Who taught you macroeconomics anyway??

Oh, just some wacky “economists”… can’t say I learned all that much, particularly from the macro unit coordinator :P

Patrick
Patrick
11 years ago

I don’t know very much if really anything about nuclear war. Watching Hiroshima mon amour is about the extent of it.

However, my very limited knowledge suggests that using nukes to secure not-very-far-away water resources would be more counterproductive than almost any other policy option.

Also, I, like a few others above, suspect that in reality even Pakistani generals are actually awfully fond of their own lives. Which appears to me to make nuclear war even less likely.

Edward Mariyani-Squire
Edward Mariyani-Squire
11 years ago

James Farrell said:

[1] Relations between India and Pakistan are as tense as any pair of nuclear states have enjoyed since the 1970s; and one of those states (Pakistan) is far less internally stable than either of the Cold War protagonists.
[2] It’s pretty obvious that widespread famines in Pakistan aren’t going to alleviate that tension.

Obviously tensions are high at present. That said:

[1] In the past, there have been sporadic moves towards ‘thawing’ the tensions, admittedly falling apart pretty quickly. Nonetheless, such moves hint that tensions are not irreversable.

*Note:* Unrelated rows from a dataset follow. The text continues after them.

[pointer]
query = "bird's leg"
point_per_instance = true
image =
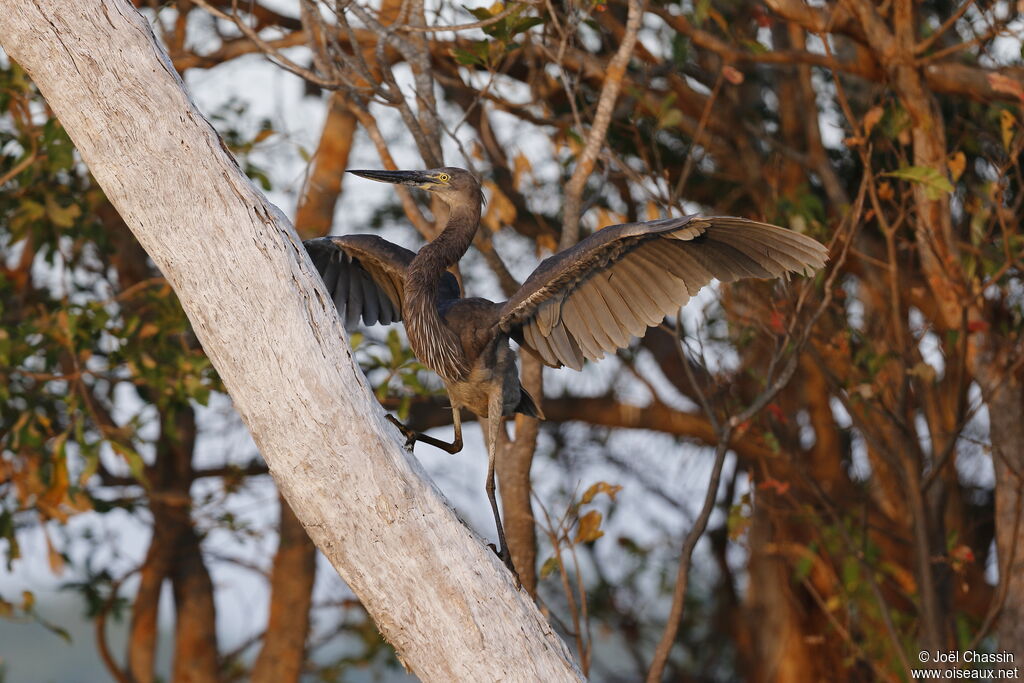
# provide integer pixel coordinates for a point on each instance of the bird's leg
(494, 424)
(413, 436)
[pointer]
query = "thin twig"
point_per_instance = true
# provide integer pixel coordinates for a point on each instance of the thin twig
(602, 119)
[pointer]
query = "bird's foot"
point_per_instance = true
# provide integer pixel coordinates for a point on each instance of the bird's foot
(506, 557)
(406, 431)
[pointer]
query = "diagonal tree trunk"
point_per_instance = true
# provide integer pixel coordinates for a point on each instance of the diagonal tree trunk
(444, 601)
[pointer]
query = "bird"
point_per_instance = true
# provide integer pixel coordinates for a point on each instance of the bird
(579, 304)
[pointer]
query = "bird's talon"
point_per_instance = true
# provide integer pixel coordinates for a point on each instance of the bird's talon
(406, 431)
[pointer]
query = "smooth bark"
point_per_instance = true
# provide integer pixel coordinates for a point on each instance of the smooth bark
(443, 600)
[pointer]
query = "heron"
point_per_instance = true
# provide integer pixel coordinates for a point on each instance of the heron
(579, 304)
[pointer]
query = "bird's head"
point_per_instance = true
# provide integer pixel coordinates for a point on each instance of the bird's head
(455, 186)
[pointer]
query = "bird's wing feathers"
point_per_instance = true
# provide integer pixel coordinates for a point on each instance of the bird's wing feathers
(592, 298)
(366, 276)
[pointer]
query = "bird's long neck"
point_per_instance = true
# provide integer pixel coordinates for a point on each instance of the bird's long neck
(445, 250)
(436, 345)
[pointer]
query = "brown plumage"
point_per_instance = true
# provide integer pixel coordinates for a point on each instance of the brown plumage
(581, 303)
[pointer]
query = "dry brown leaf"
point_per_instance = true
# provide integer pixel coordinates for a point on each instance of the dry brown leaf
(590, 527)
(871, 119)
(1007, 123)
(732, 75)
(956, 164)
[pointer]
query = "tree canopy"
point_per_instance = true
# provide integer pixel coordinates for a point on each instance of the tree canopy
(862, 429)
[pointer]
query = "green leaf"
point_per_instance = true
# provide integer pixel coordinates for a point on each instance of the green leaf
(134, 461)
(61, 216)
(550, 565)
(934, 181)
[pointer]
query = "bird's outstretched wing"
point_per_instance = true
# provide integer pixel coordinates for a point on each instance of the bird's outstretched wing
(366, 276)
(592, 298)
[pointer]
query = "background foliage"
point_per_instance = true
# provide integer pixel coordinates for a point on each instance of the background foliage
(862, 430)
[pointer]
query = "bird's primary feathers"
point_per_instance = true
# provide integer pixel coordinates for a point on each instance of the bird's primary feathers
(585, 301)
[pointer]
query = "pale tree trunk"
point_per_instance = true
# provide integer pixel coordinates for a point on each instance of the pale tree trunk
(436, 593)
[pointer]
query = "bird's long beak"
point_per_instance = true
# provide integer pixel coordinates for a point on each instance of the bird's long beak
(415, 178)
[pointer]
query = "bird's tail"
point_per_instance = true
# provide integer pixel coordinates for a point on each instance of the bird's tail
(527, 406)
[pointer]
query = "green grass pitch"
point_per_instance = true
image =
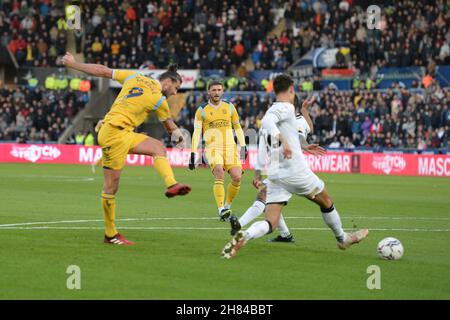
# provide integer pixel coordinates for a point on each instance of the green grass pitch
(50, 218)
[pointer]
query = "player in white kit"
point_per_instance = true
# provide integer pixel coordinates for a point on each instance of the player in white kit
(288, 174)
(304, 127)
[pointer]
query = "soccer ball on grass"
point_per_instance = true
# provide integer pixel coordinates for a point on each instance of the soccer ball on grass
(390, 249)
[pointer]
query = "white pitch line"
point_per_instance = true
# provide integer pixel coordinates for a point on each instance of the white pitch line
(215, 218)
(209, 228)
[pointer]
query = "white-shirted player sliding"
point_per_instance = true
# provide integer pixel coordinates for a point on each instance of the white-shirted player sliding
(289, 173)
(304, 127)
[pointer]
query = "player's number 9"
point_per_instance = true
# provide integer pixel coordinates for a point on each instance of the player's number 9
(134, 92)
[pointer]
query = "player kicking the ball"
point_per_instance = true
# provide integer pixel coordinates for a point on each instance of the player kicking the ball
(289, 173)
(139, 97)
(304, 127)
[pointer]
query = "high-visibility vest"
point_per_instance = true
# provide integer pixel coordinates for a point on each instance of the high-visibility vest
(232, 82)
(89, 140)
(62, 83)
(61, 24)
(75, 84)
(264, 83)
(79, 139)
(307, 86)
(85, 86)
(50, 83)
(427, 80)
(200, 84)
(269, 87)
(33, 82)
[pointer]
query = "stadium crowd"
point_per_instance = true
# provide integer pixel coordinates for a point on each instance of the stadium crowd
(221, 35)
(347, 119)
(34, 31)
(37, 116)
(410, 33)
(196, 34)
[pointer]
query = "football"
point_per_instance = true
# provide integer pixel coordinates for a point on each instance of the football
(390, 249)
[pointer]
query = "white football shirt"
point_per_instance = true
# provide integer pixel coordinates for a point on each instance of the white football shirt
(280, 118)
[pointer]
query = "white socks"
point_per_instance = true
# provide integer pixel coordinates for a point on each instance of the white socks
(257, 230)
(332, 219)
(282, 227)
(252, 213)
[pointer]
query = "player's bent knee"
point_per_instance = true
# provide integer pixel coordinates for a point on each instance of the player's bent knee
(218, 172)
(262, 195)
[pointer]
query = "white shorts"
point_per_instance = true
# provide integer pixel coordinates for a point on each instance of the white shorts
(305, 184)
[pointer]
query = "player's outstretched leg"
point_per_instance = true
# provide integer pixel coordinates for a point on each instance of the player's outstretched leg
(285, 235)
(233, 189)
(333, 220)
(111, 185)
(156, 149)
(256, 230)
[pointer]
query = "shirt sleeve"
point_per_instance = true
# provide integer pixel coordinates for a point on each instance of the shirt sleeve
(282, 111)
(162, 111)
(234, 115)
(122, 75)
(261, 158)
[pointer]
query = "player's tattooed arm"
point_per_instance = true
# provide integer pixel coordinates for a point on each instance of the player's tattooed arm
(173, 130)
(287, 151)
(257, 179)
(97, 70)
(305, 113)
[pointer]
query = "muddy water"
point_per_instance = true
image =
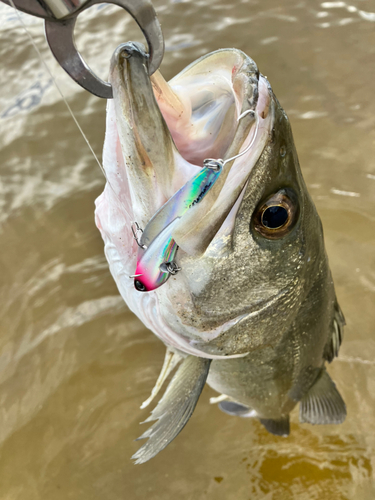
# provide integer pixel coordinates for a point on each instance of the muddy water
(75, 364)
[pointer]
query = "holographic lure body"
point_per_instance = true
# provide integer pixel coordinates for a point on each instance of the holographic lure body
(157, 248)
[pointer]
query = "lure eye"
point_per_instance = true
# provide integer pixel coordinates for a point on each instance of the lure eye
(139, 286)
(277, 216)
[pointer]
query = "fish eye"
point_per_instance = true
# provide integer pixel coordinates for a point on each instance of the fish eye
(139, 286)
(276, 216)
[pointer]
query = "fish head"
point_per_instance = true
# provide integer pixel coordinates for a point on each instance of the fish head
(250, 250)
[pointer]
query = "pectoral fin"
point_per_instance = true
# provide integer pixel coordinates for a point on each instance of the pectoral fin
(175, 408)
(236, 409)
(323, 403)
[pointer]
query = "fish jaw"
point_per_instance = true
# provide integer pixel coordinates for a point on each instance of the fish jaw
(182, 312)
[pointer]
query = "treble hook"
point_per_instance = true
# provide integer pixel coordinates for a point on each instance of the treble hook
(60, 18)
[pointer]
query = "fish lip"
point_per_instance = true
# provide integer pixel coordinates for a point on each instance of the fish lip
(127, 50)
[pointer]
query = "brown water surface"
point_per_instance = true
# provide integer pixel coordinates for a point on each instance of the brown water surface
(75, 364)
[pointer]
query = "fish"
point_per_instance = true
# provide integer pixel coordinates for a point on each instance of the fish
(250, 308)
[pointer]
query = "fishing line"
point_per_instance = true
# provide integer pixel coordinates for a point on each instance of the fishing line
(66, 104)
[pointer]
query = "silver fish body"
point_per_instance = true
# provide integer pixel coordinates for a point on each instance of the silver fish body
(254, 298)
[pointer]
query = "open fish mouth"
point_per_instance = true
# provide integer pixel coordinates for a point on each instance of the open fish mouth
(158, 136)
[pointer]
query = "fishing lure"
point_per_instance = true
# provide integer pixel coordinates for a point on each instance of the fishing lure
(156, 247)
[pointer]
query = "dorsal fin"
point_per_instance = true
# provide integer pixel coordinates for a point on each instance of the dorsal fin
(278, 427)
(175, 407)
(323, 403)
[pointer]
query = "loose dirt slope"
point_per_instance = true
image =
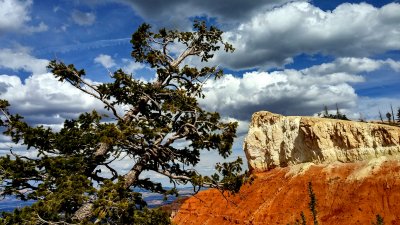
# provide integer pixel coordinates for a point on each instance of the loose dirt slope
(347, 193)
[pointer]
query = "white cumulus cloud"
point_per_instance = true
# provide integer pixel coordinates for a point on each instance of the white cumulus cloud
(83, 18)
(273, 37)
(105, 60)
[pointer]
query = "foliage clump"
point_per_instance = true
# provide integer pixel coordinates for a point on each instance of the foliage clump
(162, 130)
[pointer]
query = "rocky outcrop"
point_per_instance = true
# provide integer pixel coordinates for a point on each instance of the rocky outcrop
(346, 193)
(354, 169)
(278, 141)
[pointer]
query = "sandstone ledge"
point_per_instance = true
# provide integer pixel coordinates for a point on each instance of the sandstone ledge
(278, 141)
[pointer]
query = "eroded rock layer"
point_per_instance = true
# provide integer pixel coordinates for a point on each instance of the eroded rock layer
(347, 193)
(278, 141)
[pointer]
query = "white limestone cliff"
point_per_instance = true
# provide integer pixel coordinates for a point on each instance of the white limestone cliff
(277, 141)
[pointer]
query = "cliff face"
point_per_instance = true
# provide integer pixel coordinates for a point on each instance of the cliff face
(354, 169)
(278, 141)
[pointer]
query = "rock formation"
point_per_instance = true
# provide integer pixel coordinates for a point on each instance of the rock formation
(354, 169)
(275, 140)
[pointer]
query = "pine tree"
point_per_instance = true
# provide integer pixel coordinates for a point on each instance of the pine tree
(66, 180)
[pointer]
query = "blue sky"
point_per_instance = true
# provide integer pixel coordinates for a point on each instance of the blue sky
(292, 57)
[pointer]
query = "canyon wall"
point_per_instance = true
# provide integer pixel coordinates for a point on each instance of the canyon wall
(354, 169)
(277, 141)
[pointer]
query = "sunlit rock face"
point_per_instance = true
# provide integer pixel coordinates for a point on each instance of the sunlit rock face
(346, 193)
(354, 169)
(278, 141)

[1.1] Even at points of highest tension, neither Pakistan or India has launched nukes suggesting there may be something to their M.A.D. deterrence strategies.

[2] Internal instability is not necessarily grounds for increased tensions.

[2.1] E.g. Indonesia’s economic collapse in mid-1997 and subsequent political crisis in 1998 seems to have contributed to then-President Habibie’s decision to allow a referendum on independence for East Timor. Despite the length of the occupation, the bloodiness of the withdrawal, and Indonesia’s loss of East Timor’s petroleum and natural gas resources, the two countries – whose tensions were far worse than those between India and Pakistan – now enjoy unusually good relations. One wonders whether tensions between Indonesia and East Timor would have ultimately been alleviated if Indonesia had not gone through such a massive crisis.

[2.2] This is not to say that Pakistan and India will go the same way due to, say, a water/agricultural crisis. (A blindly obvious difference is that it was the stronger power, Indonesia, and not the weaker one that was in crisis. The reverse is the case for Pakistan-India.) My point is only to say that crises can have very unusual results – that is, they can, weirdly, sometimes alleviate tensions.

(Admittedly, [2] sounds absurd. And reading over it now, it looks quite straw-grabby. Then again, everything that happened between 1998-2000 in Indonesia and East Timor would have been a laughably insane fantasy to South-East Asia experts in early 1997.)